The moorings are in an open roadstead and when the swell is up it finds it's way round the headland and the boat is constantly moving. It's not a problem on the boat, but it makes life interesting when getting on to the small ferry boat that they have here to take people from the moored boats to the quay. There's nowhere to leave a dinghy safely here as the swell is too great, so the officials much prefer that you use the ferry. At £1 each way it's not bad and saves having to unpack and pump the dinghy up, and repack it all again before we leave. Due to the swell, getting ashore at the quay steps can also be 'exciting' and they have ropes hanging down from a framework that you grab to help get on to the quay safely.
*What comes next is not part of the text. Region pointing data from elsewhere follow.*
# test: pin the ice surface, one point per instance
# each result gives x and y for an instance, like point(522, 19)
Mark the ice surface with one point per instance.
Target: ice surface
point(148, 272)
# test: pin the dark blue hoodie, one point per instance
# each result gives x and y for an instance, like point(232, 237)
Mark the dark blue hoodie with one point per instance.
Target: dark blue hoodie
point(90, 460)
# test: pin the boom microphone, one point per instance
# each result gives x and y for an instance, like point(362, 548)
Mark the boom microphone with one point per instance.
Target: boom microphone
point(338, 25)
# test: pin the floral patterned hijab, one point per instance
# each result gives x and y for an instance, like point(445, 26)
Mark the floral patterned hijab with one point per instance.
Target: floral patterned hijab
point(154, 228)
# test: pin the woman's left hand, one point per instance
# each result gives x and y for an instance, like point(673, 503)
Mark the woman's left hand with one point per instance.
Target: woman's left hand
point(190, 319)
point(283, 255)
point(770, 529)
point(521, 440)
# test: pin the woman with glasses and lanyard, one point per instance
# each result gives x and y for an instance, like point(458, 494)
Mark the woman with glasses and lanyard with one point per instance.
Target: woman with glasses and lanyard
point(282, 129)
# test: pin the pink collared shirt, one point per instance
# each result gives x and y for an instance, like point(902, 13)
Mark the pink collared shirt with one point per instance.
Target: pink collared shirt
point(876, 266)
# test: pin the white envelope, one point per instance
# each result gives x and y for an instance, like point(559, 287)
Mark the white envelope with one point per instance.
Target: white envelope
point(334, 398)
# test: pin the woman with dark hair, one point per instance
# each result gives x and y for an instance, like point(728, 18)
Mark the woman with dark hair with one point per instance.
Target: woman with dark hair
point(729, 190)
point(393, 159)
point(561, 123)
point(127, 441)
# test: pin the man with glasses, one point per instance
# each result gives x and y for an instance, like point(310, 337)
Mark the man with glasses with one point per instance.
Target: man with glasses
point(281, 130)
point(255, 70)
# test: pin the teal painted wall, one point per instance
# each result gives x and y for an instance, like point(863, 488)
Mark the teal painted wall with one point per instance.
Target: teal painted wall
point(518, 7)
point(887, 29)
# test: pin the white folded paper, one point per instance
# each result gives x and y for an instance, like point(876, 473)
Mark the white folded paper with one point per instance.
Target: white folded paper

We took an island tour over the weekend with 4 other yachties. It was an open top Ute and the local driver/guide was 78! Being a mountainous island, rising to 2,800ft, there are lots of hairpin bends, but our driver was more than up to the task and was full of information. It gives hope to us all! It is a very beautiful island - very barren looking around the coast with high barren cliffs that hide a green interior of peaks, valleys and pastures - very hobbit-like country. It did reminded us of the North Island of New Zealand (where the Shire and Hobbiton were filmed). As this Island is so difficult to get to, we didn't bump into any other tourists - there are few visitors other than those from passing yachts, but that might change in 2016. That's when the airport they're building is due to be finished. We saw the construction site and they're having to fill in a valley to create a flat space for the runway. It's costing a lot of money, funded by the British Government, but the hope is that the Island will become more self-sufficient in the future with a tourist industry and require less financial support from the Government. The water is warm here, but there are no beaches - the cliffs are too steep to swim from the shore in all but a few places. The attraction is its beauty, the isolation and the flora and fauna. The Island is more remote than the Galapagos and much of the vegetation is endemic. There is only one endemic animal and that's a plover-like bird, called the Wirebird, but not surprisingly there are lots of sea birds. There are Tropic Birds in abundance. We've seen Tropic Birds, which we consider to be the most exotic of birds, in all the oceans, but generally only very occasionally and only ever in pairs. We counted close to 40 flying around the cliffs in front of the moorings and they're there every day. It is an amazing place!